Memperjuangkan Keadilan Transisi Energi di Indonesia, Kolombia dan Afrika Selatan

Jakarta, 29 Februari 2024– Aspek keadilan dalam transisi energi erat kaitannya dengan pelibatan masyarakat dalam prosesnya, terutama dalam mempersiapkan masyarakat daerah penghasil batubara. Organisasi masyarakat sipil sebagai pihak yang berinteraksi dekat masyarakat dan pemerintah mempunyai peran yang signifikan untuk mendorong pemerintah dalam membuat kebijakan partisipatif dan mengarusutamakan prinsip adil, serta membangun kapasitas secara keterampilan maupun pengetahuan kepada masyarakat sehingga mereka mampu menyurakan kepentingannya.

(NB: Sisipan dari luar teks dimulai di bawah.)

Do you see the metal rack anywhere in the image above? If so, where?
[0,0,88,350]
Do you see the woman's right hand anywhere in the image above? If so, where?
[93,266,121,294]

Ilham Surya, Analis Kebijakan Lingkungan Institute for Essential Services Reform (IESR) menyebut pendapatan daerah penghasil batubara di Indonesia sangat bergantung pada industri batubara. Ia menilai minimnya diversifikasi ekonomi di daerah akan berdampak pada disrupsi ekonomi jika terjadi penurunan permintaan batubara akibat transisi energi global dan kurangnya mitigasi terhadap perubahan ini.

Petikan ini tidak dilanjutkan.